Inside, two adult lamprey slithered around the plastic container. Would they try to climb out of the cooler once the lid was lifted? Handlers warned it could happen.
Within minutes, dozens of young students at the Cottonwood School of Civics and Science in Southwest Portland lined up to learn about the prehistoric jawless fish and meet the slimy new school pets.
Two Pacific lamprey will serve as ambassadors on loan from the Umatilla Tribe at the Southwest Portland charter school, in a partnership program with Oregon State University Portland 4H.
"The tribes in this area all value lamprey, or eels," Gabe Sheoships, executive director of Friends of Tryon Creek and member of the Confederated Tribes of the Umatilla Reservation. Lamprey are a "keystone species" and considered a first food of native tribes in the Northwest.

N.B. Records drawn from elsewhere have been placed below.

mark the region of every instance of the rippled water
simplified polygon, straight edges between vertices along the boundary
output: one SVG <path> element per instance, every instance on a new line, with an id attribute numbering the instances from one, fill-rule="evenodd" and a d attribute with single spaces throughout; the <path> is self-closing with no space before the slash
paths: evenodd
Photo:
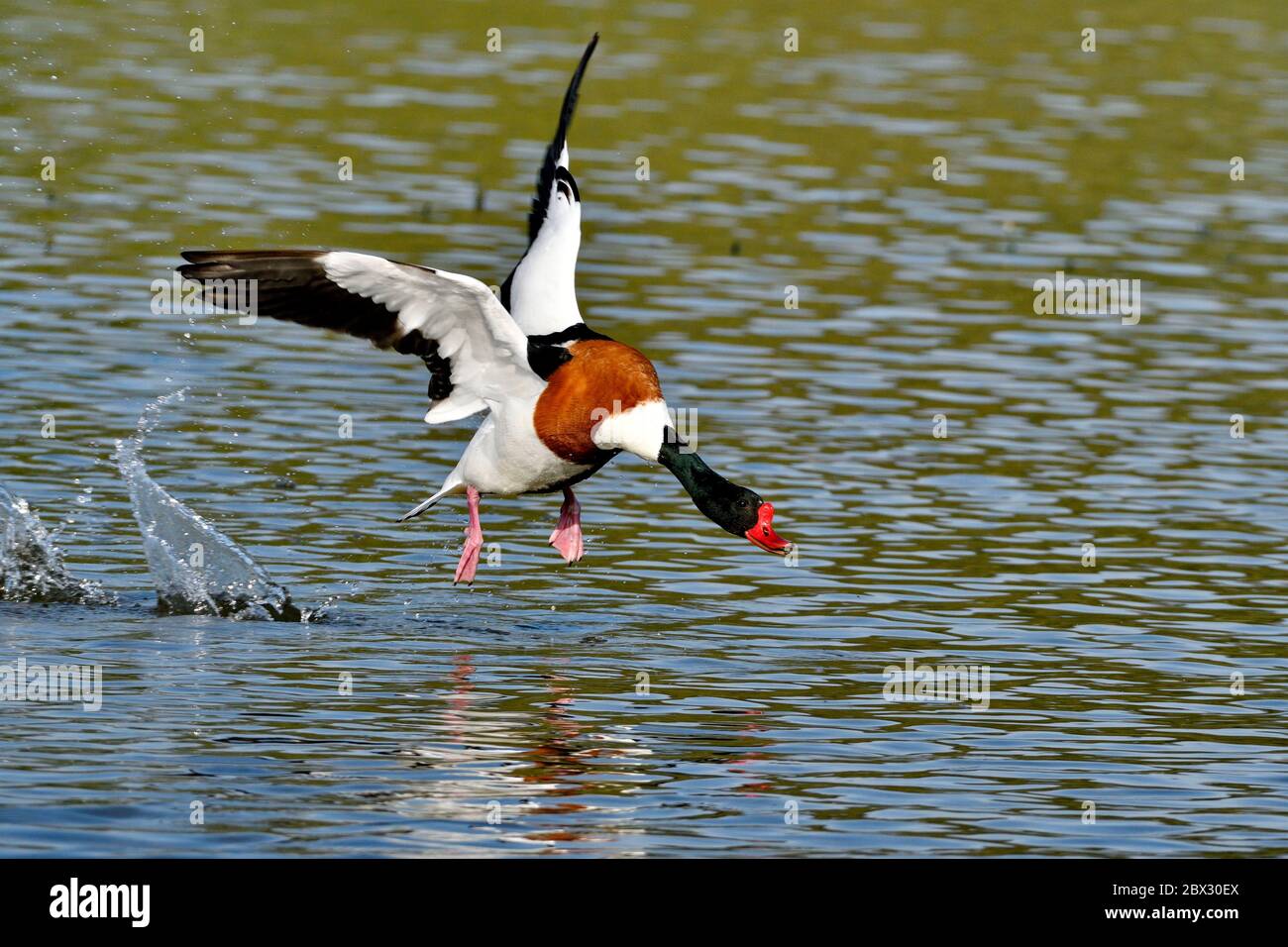
<path id="1" fill-rule="evenodd" d="M 0 664 L 103 669 L 97 713 L 0 705 L 0 850 L 1288 852 L 1288 14 L 1198 9 L 10 3 L 0 483 L 121 603 L 0 603 Z M 151 282 L 261 245 L 500 282 L 592 28 L 581 308 L 801 555 L 622 457 L 581 563 L 554 499 L 484 499 L 453 588 L 464 505 L 394 523 L 469 435 L 424 370 Z M 1139 325 L 1036 316 L 1056 271 L 1140 278 Z M 156 613 L 111 455 L 180 385 L 149 473 L 326 621 Z M 908 658 L 987 710 L 885 700 Z"/>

Lamprey, often confused for eels, are prehistoric fish whose bodies are noted by their disc-shaped heads, sharp teeth and three eyes. Their bodies are made of cartilage, and like catfish, they have no scales, rather, slimy smooth skin with gills and dorsal fins.
The primitive, parasitic fish are known for their gross and downright haunting appearance, as well as their survival methods—they suck the nutrients out of their prey by latching their mouths on and suctioning. They're older than dinosaurs, native to the Pacific Northwest and like salmon, they're anadromous, meaning they migrate from freshwater to the ocean. What makes them eerie and distinct is also what makes them so important. Lamprey have barely evolved in their more than 450 million years of existence, but now, the fish are considered a species of concern by the U.S. Fish & Wildlife Service.

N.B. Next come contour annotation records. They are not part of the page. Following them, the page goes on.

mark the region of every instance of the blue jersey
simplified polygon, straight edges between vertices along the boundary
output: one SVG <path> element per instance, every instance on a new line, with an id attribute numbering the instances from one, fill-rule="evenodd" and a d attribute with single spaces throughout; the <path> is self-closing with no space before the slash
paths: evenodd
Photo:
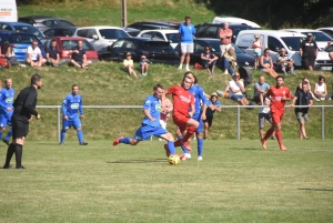
<path id="1" fill-rule="evenodd" d="M 13 112 L 13 110 L 7 111 L 7 108 L 12 108 L 14 93 L 14 89 L 8 90 L 7 88 L 3 88 L 0 91 L 0 114 L 4 115 L 6 118 L 10 118 Z"/>
<path id="2" fill-rule="evenodd" d="M 73 119 L 78 116 L 78 111 L 83 115 L 82 97 L 80 94 L 75 97 L 72 93 L 68 94 L 62 102 L 62 114 Z"/>
<path id="3" fill-rule="evenodd" d="M 145 99 L 142 110 L 149 110 L 149 113 L 155 121 L 151 121 L 147 115 L 142 120 L 142 124 L 151 125 L 151 126 L 160 126 L 160 114 L 161 114 L 161 102 L 154 97 L 150 95 Z"/>
<path id="4" fill-rule="evenodd" d="M 191 89 L 189 89 L 189 92 L 194 95 L 195 113 L 193 114 L 193 116 L 198 116 L 201 112 L 200 101 L 202 101 L 203 104 L 206 104 L 208 100 L 204 95 L 203 89 L 198 84 L 192 85 Z"/>

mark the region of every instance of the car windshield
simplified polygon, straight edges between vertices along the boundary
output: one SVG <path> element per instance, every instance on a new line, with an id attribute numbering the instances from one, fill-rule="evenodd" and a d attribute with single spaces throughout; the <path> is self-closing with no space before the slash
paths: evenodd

Factors like pollution, predation, loss of food sources and dams have threatened the Pacific lamprey in Pacific Northwest waterways.
"Lamprey are actually the oldest living fish species, but there's not that many left." Sheoships said. He called the fish, "our oldest relatives who we're all working to protect and preserve."
Learning about tribal history has come into sharper focus in Oregon since 2017, with the passage of Senate Bill 13. The Tribal History/Shared History bill requires the state to teach Native American curriculum in Oregon's public schools and provide funding for place-based education.
Educators at the Cottonwood School, a public charter school in the South Portland neighborhood, said teaching about the history and culture of the region is a hallmark of the school.
"As a place-based school, it's part of our mission, to really connect kids with the place where they are and you can't do that without doing Indigenous studies," said Sarah Anderson, place-based educator at Cottonwood.
Not to be confused with the lamprey that now inhabit the Great Lakes, Pacific lamprey are native to Oregon and "play a vital ecological and cultural role," according to USFWS.
Maureen Hosty is with OSU and helped get the ancient eel-like fish to the school site. She said the university is working with students across the Portland metro region to educate them about the unique aquatic creatures and talk about conservation efforts afoot.
"One of the most important things you can do to help protect these fish is to spread the word about them," Hosty told a group of roughly two dozen Cottonwood students. She said part of the ambassador program and 4H partnership is an educational component.
"Youth voice and action, now more than ever, is needed to help raise awareness about this important fish," Hosty said in a media announcement of the ambassador program's kick-off. "Participating students will complete online multimedia modules to learn about this fish and then create an action plan to help raise awareness about this little-known fish."
Jeremy Monroe has been documenting Pacific Northwest aquatic life through his nonprofit organization, Freshwaters Illustrated. Monroe has paid special attention to the Pacific lamprey and its connection to indigenous tribes, producing a 25-minute documentary-style film called "The Lost Fish."
"They're a fish that not many people know about," Monroe said of the lamprey. "They're kind of a common ancestor for most of us in our neighborhoods and communities. They're a big part of the ecosystem."